Like all bivalves, oysters are multitasking ecosystem engineers. They feed by filtering algae from the water—more than 50 gallons a day. That process removes excess nitrogen, which can create harmful algae blooms, and leaves cleaner water behind.
“Oysters are an incredibly carbon-, space-, and resource-efficient source of protein, which are really yummy. But they also provide ecosystem services.”
As they build their shells from calcium carbonate, oysters sequester carbon in a way that is cost effective and energy efficient. Clustered on reefs, they also help protect shorelines from erosion and storm surges. The reef itself provides shade and traps moisture during low tide, giving heat-stressed intertidal marine life a cool microhabitat that helps them adapt to rising temperatures.

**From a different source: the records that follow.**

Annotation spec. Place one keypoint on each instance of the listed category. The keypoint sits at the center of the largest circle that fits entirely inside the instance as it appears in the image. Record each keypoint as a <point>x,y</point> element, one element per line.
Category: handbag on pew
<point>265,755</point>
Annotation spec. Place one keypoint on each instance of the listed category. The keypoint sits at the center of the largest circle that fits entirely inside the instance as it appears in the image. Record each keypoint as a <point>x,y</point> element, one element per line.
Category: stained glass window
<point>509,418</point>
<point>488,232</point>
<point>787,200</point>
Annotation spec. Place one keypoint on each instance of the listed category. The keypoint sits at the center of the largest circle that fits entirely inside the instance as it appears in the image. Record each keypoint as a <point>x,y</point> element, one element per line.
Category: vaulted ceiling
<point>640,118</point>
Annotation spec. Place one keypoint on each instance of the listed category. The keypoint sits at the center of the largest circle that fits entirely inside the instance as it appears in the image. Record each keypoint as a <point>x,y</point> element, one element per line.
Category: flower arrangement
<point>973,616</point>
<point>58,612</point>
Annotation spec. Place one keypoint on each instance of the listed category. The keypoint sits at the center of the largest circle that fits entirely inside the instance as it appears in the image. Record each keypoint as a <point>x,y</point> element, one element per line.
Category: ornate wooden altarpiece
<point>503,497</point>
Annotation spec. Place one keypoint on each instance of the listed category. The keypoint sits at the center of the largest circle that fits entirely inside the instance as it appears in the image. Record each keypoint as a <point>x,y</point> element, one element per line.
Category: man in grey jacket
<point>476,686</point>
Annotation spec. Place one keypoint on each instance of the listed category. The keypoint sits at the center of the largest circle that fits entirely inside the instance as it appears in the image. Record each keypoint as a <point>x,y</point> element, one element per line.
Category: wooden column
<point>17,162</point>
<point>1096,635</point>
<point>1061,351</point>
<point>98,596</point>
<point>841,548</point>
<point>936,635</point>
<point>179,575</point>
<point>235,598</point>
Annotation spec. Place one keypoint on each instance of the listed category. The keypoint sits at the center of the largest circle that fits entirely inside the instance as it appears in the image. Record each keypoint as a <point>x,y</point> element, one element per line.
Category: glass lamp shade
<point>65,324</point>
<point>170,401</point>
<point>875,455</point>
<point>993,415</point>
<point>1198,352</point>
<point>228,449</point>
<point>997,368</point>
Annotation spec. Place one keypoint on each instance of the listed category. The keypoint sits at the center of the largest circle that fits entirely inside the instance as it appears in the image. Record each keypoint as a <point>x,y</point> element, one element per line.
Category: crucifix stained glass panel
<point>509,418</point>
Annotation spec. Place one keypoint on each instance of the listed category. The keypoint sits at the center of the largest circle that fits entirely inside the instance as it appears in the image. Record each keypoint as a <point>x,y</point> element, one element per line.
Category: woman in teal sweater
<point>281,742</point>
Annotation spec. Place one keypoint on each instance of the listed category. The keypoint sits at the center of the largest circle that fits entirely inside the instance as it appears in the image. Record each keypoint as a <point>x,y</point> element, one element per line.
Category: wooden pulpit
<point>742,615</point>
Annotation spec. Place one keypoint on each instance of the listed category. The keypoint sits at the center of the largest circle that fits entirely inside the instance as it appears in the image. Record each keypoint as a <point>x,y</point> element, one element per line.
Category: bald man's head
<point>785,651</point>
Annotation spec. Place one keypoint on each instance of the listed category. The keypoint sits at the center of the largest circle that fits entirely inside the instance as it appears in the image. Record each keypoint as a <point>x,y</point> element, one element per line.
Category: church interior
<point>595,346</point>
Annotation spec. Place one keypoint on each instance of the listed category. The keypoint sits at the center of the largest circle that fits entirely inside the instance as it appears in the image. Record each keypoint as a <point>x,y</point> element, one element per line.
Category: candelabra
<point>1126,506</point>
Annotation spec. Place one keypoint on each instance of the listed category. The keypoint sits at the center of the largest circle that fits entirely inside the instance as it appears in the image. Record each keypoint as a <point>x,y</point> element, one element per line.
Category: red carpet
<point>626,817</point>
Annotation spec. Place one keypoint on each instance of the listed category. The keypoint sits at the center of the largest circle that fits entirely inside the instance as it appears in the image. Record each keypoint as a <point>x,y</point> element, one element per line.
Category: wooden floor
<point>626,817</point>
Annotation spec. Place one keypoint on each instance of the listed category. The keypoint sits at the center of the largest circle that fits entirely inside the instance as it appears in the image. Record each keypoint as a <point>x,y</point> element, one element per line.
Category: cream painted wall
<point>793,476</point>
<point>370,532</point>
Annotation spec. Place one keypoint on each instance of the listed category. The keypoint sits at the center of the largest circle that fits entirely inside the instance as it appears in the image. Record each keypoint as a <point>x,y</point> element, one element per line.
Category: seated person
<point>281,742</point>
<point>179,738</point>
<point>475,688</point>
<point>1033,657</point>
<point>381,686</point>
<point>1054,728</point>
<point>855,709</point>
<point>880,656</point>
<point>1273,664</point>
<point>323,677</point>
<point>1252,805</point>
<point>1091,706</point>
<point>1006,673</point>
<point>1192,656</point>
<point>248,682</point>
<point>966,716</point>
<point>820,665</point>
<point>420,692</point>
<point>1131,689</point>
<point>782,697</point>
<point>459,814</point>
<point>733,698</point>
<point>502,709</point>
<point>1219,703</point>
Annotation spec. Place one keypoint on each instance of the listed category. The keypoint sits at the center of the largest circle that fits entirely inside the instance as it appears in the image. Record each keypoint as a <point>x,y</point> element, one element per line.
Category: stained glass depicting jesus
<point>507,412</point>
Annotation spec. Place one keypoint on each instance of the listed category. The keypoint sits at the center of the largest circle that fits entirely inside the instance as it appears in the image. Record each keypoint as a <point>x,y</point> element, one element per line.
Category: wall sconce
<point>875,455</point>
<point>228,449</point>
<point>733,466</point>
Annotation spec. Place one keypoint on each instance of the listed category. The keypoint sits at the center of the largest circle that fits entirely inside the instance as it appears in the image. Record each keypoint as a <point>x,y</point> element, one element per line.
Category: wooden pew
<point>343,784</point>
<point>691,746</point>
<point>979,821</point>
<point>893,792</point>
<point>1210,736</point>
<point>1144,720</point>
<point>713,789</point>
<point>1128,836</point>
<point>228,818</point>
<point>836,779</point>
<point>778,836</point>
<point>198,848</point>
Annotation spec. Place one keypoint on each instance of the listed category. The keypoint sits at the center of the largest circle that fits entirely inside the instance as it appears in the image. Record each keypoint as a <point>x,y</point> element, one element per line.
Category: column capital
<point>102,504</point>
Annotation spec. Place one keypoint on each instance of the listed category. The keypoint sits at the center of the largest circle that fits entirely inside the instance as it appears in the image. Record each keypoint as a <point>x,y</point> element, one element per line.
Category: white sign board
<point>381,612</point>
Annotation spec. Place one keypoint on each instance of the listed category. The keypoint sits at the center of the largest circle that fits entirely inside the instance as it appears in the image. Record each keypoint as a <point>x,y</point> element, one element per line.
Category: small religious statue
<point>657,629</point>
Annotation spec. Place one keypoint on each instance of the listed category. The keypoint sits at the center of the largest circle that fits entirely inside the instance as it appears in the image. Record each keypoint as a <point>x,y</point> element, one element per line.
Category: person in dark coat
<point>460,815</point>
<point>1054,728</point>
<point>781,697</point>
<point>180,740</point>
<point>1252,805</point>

The clearer water resulting from filter feeding also allows sunlight to penetrate and promote the growth of seagrass, “one of the other really important habitats that we are missing,” said Hancock. Ecosystem engineers themselves, seagrasses also clean the surrounding water and help take carbon dioxide out of the atmosphere, while sheltering a wide array of marine life.
Oyster reefs provide habitat for hundreds of species, a benefit TNC started to quantify as early as 2012. Mussels, barnacles, and sea anemones settle on reefs and provide food for many species. Crabs and fish also hide from predators in reef crevices. “These reefs pump out fish. It’s amazing,” added Hancock, who has worked in shellfish restoration in the U.S. since 2004.
The wallets of fishermen benefit—but so do community coffers. In Greenwich, Connecticut, for example, a National Oceanic and Atmospheric Administration (NOAA) fisheries study calculated that oysters provided the town with an annual financial benefit between $2.8 and $5.8 million. Without shellfish, the town would need to invest that much in wastewater treatment, septic system upgrades, and better storm water management.
Experts agree that the general public is increasingly aware of both these economic and environmental benefits. It’s one reason there has been such a boom in oyster reef restoration, Goelz said. Crave Fishbar’s Benson agreed. “In the restaurant, I have four or five in-depth conversations with people every week about oyster restoration,” he added.
Oyster Reef Restoration Also Spawns Controversy
Wild oysters grow by continually settling on top of other oysters or older shell, rocks, and piers and then reproducing. They fuse together, creating rock-like, three-dimensional structures. But overharvesting, pollution, disease, and dredging have destroyed more than 85 percent of oyster reefs globally. And now climate change poses an added threat.
The scale is enormous and because different locations have seen different arrays of impacts. But all successful reefs require two things: healthy oysters and strong foundations on which they can grow.
Generally, the reefs in the Southeast and Gulf of Mexico tend to have enough native oysters but not enough substrate for the babies to latch on to, Hancock explained. In other places, such as the West Coast and the northern portion of the East Coast, there are too few oysters left to settle a reef.